Suspendue aux lèvres de son ami, Éléna avait le cœur qui battait la chamade. Elle priait en son for intérieur afin que cela soit le cas, qu'IL soit là. Ainsi, elle pourra retrouver l'homme pour qui son corps tout entier vibrait.

— Non, ma belle. Je n'ai vu personne. Ils ne sont pas encore arrivés.

— Tu sais s'ils viennent ce soir ? se renseigna la blonde en cachant au mieux sa déception.

Éléna était un livre ouvert et on pouvait facilement lire en elle. Il lui était impossible de sourire quand elle était triste ou de feindre la colère lorsqu'elle voulait rire.

La réponse de Jo' tomba tel un couperet.

— Non. Ils ne viennent pas tout le temps, tu sais. Si je les vois, je te le dirais, ne t'inquiète pas.

— Kira n'est pas revenue ?

— Non plus et même si elle était là, c'est toi qui les servirais. Ne t'inquiète pas ! Ils viendront peut-être ! Tu peux apporter cette enveloppe à Karp, s'il te plaît ? Je ne peux pas m'absenter du bar, j'ai beaucoup de commandes ! Elles pleuvent toutes en même temps ! Si le boss n'a pas son fric toutes les heures, il va hurler et me casser les bonbons. C'est mon premier relevé de caisse de la soirée.

— Oui, bien sûr. Donne-la-moi.

Le barman tendit la lourde enveloppe à sa collègue en la remerciant. Cette dernière se rendit à l'étage l'estomac noué.
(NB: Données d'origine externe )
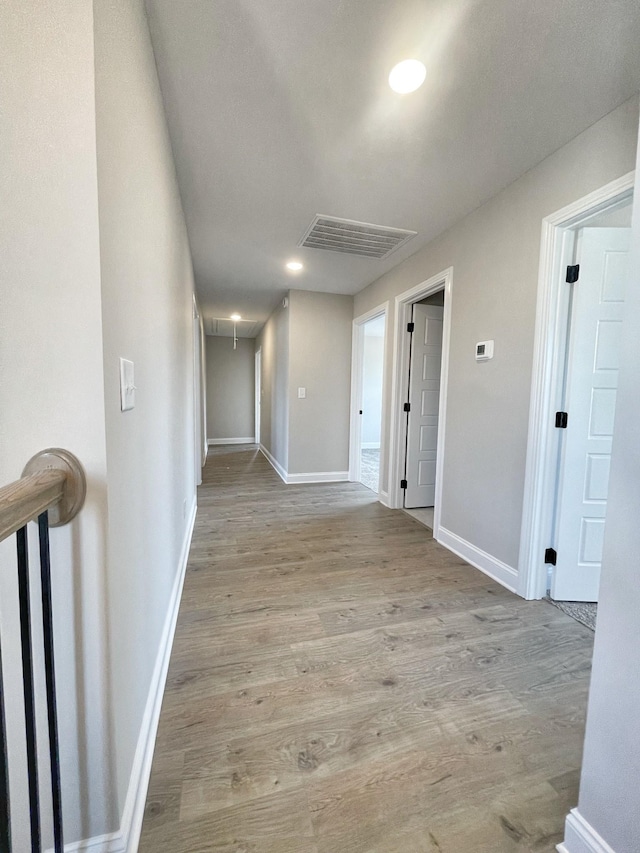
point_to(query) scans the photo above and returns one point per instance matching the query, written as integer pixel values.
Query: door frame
(258, 394)
(357, 366)
(398, 422)
(199, 391)
(556, 251)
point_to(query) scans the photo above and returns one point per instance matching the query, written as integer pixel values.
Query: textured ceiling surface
(280, 109)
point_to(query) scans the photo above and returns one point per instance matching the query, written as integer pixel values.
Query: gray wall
(95, 265)
(495, 257)
(147, 287)
(51, 378)
(274, 409)
(609, 793)
(230, 388)
(320, 361)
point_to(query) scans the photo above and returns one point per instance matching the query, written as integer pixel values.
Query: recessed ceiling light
(407, 76)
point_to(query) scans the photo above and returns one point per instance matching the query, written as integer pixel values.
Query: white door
(424, 399)
(590, 401)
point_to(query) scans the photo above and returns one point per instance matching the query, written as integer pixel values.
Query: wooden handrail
(52, 480)
(24, 500)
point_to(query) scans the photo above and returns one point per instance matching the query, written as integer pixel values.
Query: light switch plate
(484, 350)
(127, 386)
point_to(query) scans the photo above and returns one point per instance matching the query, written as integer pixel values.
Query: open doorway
(369, 337)
(580, 312)
(421, 343)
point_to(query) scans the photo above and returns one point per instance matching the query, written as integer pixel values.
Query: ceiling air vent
(354, 238)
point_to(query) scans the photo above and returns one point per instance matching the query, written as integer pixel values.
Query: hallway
(340, 683)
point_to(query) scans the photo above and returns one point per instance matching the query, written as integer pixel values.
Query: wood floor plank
(340, 683)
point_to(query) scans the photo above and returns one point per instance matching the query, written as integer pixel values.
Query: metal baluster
(5, 819)
(50, 676)
(27, 678)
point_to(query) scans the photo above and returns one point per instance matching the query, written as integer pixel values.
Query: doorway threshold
(422, 514)
(585, 612)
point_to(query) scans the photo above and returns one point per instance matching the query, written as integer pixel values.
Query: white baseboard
(246, 440)
(496, 569)
(126, 839)
(277, 467)
(581, 837)
(319, 477)
(312, 477)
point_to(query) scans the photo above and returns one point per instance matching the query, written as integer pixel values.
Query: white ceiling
(280, 109)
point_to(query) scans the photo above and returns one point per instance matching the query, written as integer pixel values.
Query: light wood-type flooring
(340, 683)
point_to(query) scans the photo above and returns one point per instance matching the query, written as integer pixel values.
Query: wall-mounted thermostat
(484, 350)
(127, 387)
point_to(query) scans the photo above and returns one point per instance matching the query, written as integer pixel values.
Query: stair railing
(51, 492)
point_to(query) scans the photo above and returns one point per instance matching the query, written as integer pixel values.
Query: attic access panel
(354, 238)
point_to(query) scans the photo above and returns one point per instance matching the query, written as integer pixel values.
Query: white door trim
(257, 379)
(198, 439)
(357, 355)
(540, 473)
(403, 302)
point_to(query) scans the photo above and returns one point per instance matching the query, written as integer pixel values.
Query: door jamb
(198, 391)
(355, 422)
(257, 395)
(403, 303)
(540, 472)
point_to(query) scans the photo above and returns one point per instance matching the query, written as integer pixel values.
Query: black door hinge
(573, 271)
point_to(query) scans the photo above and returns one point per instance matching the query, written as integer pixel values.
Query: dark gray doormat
(582, 611)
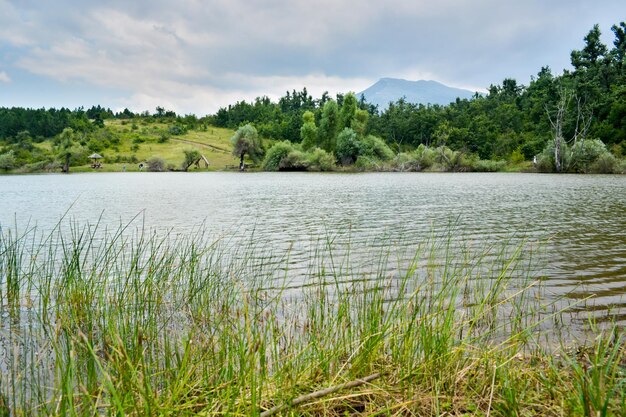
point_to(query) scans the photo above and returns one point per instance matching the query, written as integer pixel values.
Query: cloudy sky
(194, 56)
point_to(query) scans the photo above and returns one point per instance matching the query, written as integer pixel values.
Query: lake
(579, 222)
Les clients avaient l'habitude de toujours payer en liquide. La plupart des billets provenaient de recettes illicites, d'où l'importance de les écouler rapidement dans l'un des seuls lieux de Moscou où il était possible de le faire et où le patron n'était pas regardant sur leur provenance, le Dolls' Club. Karp demandait ensuite à Mark de l'aider à blanchir cet argent. C'était leur combine à tous les deux ; l'avocat aidait le gérant à blanchir son argent par le biais de ses clients aguerris à l'exercice et Karp reversait 30 % à Mark. Tout le monde y trouvait son compte.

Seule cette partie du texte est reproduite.